Educare all’amore “che resta”

Il dettato conciliare sull’educazione è molto chiaro: relazioni interpersonali e asimmetriche all’interno di ambienti saldi e vivaci, come quelli familiari, scolastici e gruppali.

Le difficoltà emergenti

22/09/2012

Certamente «educare non è mai stato facile, e oggi sembra diventare sempre più difficile». I motivi sono molteplici e non è questa la sede per esaminarli compiutamente ma di fatto, se educare significa insegnare l’arte della vita, la passione per la vita come promessa di bene, accogliere e sviluppare quel bene che ciascuno porta in sé, va detto purtroppo che non siamo più per nulla convinti che “esserci” sia un bene. Siamo una generazione di adulti che ha smarrito la voglia di vivere, adagiata sul “nulla” dei propri capricci e delle proprie pulsioni, incapace di accettare le differenti stagioni della vita, paralizzata in un eterno presente senza prospettive, senza speranze. Come può, questa, essere una generazione capace di introdurre alla vocazione a vivere? «L’unica reale possibilità di riuscir (...)(ai nostri figli) di qualche aiuto nella ricerca di una vocazione, (è) avere una vocazione noi stessi, conoscerla, amarla e servirla con passione: perché l’amore alla vita genera amore alla vita». Nessuno può dare ciò che non ha in sé, «alla radice della crisi dell’educazione c’è (...) una crisi di fiducia nella vita6». Fa da sponda, a questo cinismo nichilista, l’assenza di un orizzonte che indichi la traiettoria dell’andare, senza la quale i giovani non sapranno mai che la vita è vocazione a diventare ciò che si è.

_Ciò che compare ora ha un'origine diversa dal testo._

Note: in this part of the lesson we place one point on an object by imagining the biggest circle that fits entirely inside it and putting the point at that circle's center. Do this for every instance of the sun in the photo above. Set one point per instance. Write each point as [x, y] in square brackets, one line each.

La questione del fine sollevata dalla dichiarazione conciliare non è, oggi, di poco conto. La molteplicità di antropologie, alcune delle quali insostenibilmente tendenti ad annullare ogni finalità nell’essere umano, avvalora l’idea che non si possa, addirittura non si debba educare: i figli troveranno da soli, sceglieranno da soli chi vorranno essere. Un’idea scellerata di libertà che conduce a un’educazione a-valoriale, che non vuole, perché in realtà non sa più il “ciò per cui”. Il fine dell’educazione cristiana è invece l’uomo perfetto che abbia la statura di Cristo (cf Ef 4,13).